Sunday, February 1, 2015

XERO: High risk stock dubbed the "Apple of Accounting" / Its 12-month price target for Xero is NZ$19.

Tony Featherstone for TheBull.com.au writes: Small-cap fund managers are scouring the market for high-potential “disruptors”: the next Seek, REA Group or Carsales.com that can shake up industries and deliver exponential profit growth. The great challenge, of course, is buying them at a realistic valuation.


Consider cloud-based accounting software provider Xero. One investment bank bullishly dubbed it the “Apple of Accounting” in 2013 and said it could become a $10 billion, NASDAQ-listed stock within five years. At one point, Xero’s valuation was 13 times greater than the well-established, profitable Reckon. Even by tech standards, it was heady stuff for a loss-making company that is hard to forecast.
Right on cue, Xero fell from a 52-week high of $42.96 to $14.96 as concerns about its prospects in the United States intensified, and as the market finally realised too much upside was factored into the share price. After slumping to $13.76 in September, the share price has formed a base.
Chart 1: Xero (in $A)
Source: ASX
That’s good news for prospective buyers. Xero has terrific potential and now a share price closer to reality. It’s an interesting idea for experienced investors who are comfortable with higher-risk stocks and able to hold Xero for at least 3-5 years as it realises its global potential.
Xero has long-term attractions. Its cloud-based accounting receives plenty of plaudits for its simplicity and useability. A friend of this author, and a hard judge to please, gave rave reviews about the Xero interface. Like many small enterprises, his is hooked on its software.
Another valuable trait is Xero’s potential to change the relationship between companies and their external accounting advisers by allowing online collaboration through the cloud. Potentially, Xero’s cloud-based software could help accountants spend more time on higher-value advisory work and less on manual accounting issues.
The size of the global SME market – and potential uptake for cloud-based accounting software – is another huge tailwind for Xero. It had 158,000 paying customers in Australia at September 2014, from 79,000 a year earlier. Subscription revenue for the six months to September 30 was $52 million, from $28.1 million for the same period in FY13.

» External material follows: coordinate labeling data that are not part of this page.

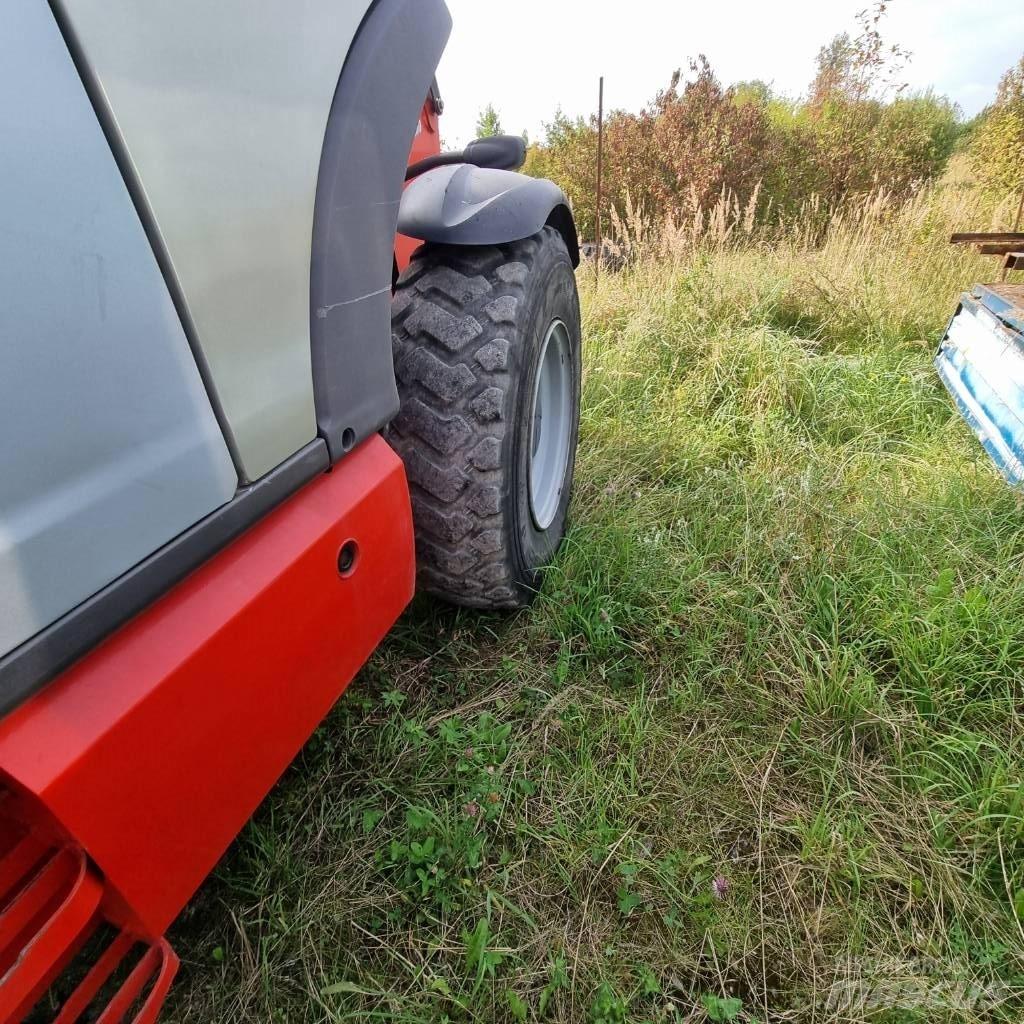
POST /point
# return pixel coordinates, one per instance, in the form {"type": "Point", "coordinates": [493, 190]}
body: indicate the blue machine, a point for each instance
{"type": "Point", "coordinates": [981, 361]}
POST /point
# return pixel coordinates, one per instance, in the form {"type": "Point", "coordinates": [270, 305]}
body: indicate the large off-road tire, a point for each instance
{"type": "Point", "coordinates": [491, 488]}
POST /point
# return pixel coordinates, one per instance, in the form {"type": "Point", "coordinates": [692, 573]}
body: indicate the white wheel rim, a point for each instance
{"type": "Point", "coordinates": [550, 426]}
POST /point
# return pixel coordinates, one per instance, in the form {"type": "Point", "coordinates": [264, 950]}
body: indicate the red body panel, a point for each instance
{"type": "Point", "coordinates": [426, 143]}
{"type": "Point", "coordinates": [154, 750]}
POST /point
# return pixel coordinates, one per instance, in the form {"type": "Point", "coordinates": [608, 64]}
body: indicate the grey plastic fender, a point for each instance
{"type": "Point", "coordinates": [478, 206]}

Rapid customer and revenue growth is needed to justify the high valuation. But Xero has only scratched the surface in a giant global market for SME cloud-based accounting software. Its market share in Australia is about 8 per cent and less than 1 per cent worldwide.
Xero recently passed 400,000 paying customers and processed NZ$250 billion of transactions and 95 million invoices in 2014. It has already become a big business, despite having tiny market shares in Australia, the UK and US.

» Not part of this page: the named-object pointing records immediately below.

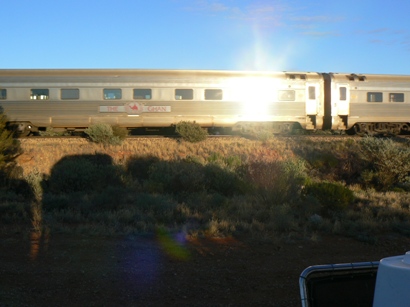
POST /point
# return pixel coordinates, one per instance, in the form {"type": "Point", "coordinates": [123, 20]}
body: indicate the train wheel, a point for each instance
{"type": "Point", "coordinates": [356, 130]}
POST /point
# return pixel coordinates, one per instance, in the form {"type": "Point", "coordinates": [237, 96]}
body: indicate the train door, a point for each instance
{"type": "Point", "coordinates": [314, 105]}
{"type": "Point", "coordinates": [340, 105]}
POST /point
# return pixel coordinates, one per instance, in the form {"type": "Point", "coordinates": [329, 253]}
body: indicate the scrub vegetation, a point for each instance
{"type": "Point", "coordinates": [281, 188]}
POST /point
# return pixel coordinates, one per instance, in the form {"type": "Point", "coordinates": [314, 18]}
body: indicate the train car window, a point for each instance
{"type": "Point", "coordinates": [213, 94]}
{"type": "Point", "coordinates": [342, 93]}
{"type": "Point", "coordinates": [112, 93]}
{"type": "Point", "coordinates": [70, 93]}
{"type": "Point", "coordinates": [396, 97]}
{"type": "Point", "coordinates": [286, 95]}
{"type": "Point", "coordinates": [39, 94]}
{"type": "Point", "coordinates": [142, 93]}
{"type": "Point", "coordinates": [312, 93]}
{"type": "Point", "coordinates": [3, 94]}
{"type": "Point", "coordinates": [184, 94]}
{"type": "Point", "coordinates": [374, 97]}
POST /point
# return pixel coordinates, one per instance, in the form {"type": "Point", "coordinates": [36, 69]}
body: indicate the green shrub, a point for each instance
{"type": "Point", "coordinates": [331, 196]}
{"type": "Point", "coordinates": [389, 162]}
{"type": "Point", "coordinates": [277, 182]}
{"type": "Point", "coordinates": [83, 173]}
{"type": "Point", "coordinates": [9, 147]}
{"type": "Point", "coordinates": [191, 131]}
{"type": "Point", "coordinates": [103, 134]}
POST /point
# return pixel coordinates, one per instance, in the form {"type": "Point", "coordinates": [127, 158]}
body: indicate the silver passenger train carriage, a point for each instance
{"type": "Point", "coordinates": [73, 100]}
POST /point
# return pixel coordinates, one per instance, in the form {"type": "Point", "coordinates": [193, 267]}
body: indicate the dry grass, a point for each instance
{"type": "Point", "coordinates": [43, 154]}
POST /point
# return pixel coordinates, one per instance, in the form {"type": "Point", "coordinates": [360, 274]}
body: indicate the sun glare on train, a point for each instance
{"type": "Point", "coordinates": [257, 95]}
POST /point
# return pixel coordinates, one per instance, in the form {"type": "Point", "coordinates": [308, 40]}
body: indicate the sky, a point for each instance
{"type": "Point", "coordinates": [350, 36]}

CEO Rod Drury wrote in late December: “… Our focus until now has been to establish Australia and the UK as our next growth engines. Having delivered that, our focus is now on the US. We are making good progress in getting our operating team in place. The small-business cloud market is still in its infancy: of the addressable market of hundreds of millions of small businesses, only a small percentage currently use cloud software.”
Like all good software providers, Xero benefits from recurring revenue, high margins and potentially has a capital-light business model. It’s pouring money into recruitment, product investment and, more recently, marketing – exactly as it should for a product in the early adopter phase in Australia.
Local industry dynamics could work in its favour. The likely multi-billion-dollar float of accounting software provider MYOB this year will provide a new yardstick for valuations. And greater industry competition could lead to mergers and acquisitions among smaller competitors.
Xero’s US strategy is gaining momentum, off a low base. An upgraded version of its payroll offering in the US, allowing customers to electronically pay tax and make tax filings, has been well received. The plan is a nationwide rollout by the end of 2015, from three states now.
Some brokers blamed Xero’s initial weak payroll software for its lower-than-expected customer-acquisition rates in the US. Xero’s payroll features have high uptake in Australia it believes they will gain similar traction in the US.  
The astute acquisition in November of Monchilla, a Seattle-based company that developed online payroll software, has boosted its prospects in the vital US market. Xero said Monchilla had solved the complexity of electronic state-based payroll filings and that it would strengthen its offering as the US SME sector begins to embrace cloud-based accounting software.
It’s too soon to tell if Xero will lift customer-acquisition rates in the US, based on the upgraded payroll software and national rollouts strategy. But brokers such as Macquarie Equities Research view the changes favourably; it lifted its Xero recommendation this month from underperform to neutral. Its 12-month price target for Xero is NZ$19.
Macquarie wrote: “At NZ$16, we think the risks around Xero’s share price are more evenly balanced.  … As a result, we think clients that have a zero weight should consider starting to build a position and reduce their underweight position around these levels.”
Or put another way, it is time to build a position, cautiously, in one of the market’s more interesting “disruptors” after it has fallen sharply from its peak, and is starting to build a base on its chart, before the next, slower move higher.